I REALLY wish I liked ale.

There is nothing more embarrassing, I recently discovered, than going to a proper real ale pub and ordering a pint of lager.

This pub doesn’t sell my favourite lager because it’s a real ale pub, but I thought I’d try my luck, but eventually I had to choose something else.

But you are instantly judged for this shunning of ale – the people you are with recoil from you as though to say ‘I’m not with her’, and you are stared at so intensely by the ale-loving regulars that you wish you could shrink and jump inside the nearest glass of the darkest stout and hide.

It’s a real problem for me.

My boyfriend loves ale, the darker the better, and on many occasions has tried to sway me to the dark side.

It’s not through lack of trying that I’m still not there yet.

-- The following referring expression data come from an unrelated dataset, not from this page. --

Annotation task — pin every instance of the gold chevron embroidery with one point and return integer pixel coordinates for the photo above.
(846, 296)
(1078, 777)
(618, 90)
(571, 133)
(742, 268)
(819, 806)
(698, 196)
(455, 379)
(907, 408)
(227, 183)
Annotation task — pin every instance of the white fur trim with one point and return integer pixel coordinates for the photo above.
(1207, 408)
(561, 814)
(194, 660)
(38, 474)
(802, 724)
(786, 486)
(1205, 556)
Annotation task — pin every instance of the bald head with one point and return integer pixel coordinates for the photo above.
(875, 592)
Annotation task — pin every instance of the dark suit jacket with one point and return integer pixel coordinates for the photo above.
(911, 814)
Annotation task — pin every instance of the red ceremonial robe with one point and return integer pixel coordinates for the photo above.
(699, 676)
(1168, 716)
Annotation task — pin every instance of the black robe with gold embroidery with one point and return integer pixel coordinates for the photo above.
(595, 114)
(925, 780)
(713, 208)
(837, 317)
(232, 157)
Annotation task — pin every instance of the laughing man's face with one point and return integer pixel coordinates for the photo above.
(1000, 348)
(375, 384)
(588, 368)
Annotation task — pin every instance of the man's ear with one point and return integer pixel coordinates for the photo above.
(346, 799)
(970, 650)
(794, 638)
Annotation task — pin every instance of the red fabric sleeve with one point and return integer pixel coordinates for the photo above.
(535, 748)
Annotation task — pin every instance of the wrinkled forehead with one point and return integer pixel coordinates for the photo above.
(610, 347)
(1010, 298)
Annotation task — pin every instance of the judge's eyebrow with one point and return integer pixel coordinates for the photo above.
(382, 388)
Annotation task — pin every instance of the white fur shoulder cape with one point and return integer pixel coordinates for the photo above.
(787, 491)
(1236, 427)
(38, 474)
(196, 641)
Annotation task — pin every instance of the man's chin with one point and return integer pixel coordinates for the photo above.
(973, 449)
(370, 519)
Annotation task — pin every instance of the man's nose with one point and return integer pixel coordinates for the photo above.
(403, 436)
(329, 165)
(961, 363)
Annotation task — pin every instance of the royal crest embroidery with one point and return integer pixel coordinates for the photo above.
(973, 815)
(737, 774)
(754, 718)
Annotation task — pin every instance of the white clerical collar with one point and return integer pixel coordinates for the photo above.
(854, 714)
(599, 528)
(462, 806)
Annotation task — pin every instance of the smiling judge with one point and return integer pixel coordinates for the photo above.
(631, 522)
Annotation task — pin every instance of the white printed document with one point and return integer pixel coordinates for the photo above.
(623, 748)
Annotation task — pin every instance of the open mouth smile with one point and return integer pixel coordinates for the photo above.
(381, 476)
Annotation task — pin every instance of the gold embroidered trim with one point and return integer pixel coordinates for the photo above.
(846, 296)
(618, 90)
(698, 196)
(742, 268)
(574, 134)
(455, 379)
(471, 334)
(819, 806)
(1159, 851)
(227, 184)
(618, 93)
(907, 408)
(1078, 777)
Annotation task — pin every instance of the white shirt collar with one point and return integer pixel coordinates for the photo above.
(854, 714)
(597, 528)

Every year for the past four years I’ve gone to the Worcester Beer Festival.

It’s a great event and it’s the only time that my friends all return home from their various universities and we can get together.

However, I always end up trying several ales, not enjoying them, trying the wine, then cider, then feeling sick and resorting to the cloudy lemonade and not being able to join in with the drunken fun that everyone else is involved in.

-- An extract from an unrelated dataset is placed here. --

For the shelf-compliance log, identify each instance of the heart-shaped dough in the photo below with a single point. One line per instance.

I love pubs too. They are fantastic places to socialise and for the most part are beautiful buildings with a lot of history.

But the people I usually go to the pub with are ale drinkers. Countless times I’ve sipped whichever ale they are drinking, and the first sip is usually quite nice, but after the second and third I’ve decided again that I just don’t like ale and therefore stick to the whisky and Coke.

I really want to become a member of Campaign for Real Ale (Camra), because local pubs and breweries should be supported, but I would feel like a fraud.

Last year I went to the Guinness Factory in Dublin with three Guinness-loving friends.

But I couldn’t drink it, and gave away my numerous free samples and free pint to my friends.

Despite the cool names, creative bottles, and the respect that immediately comes with asking for a pint of bitter, I don’t think I’ll ever manage to go to the dark side.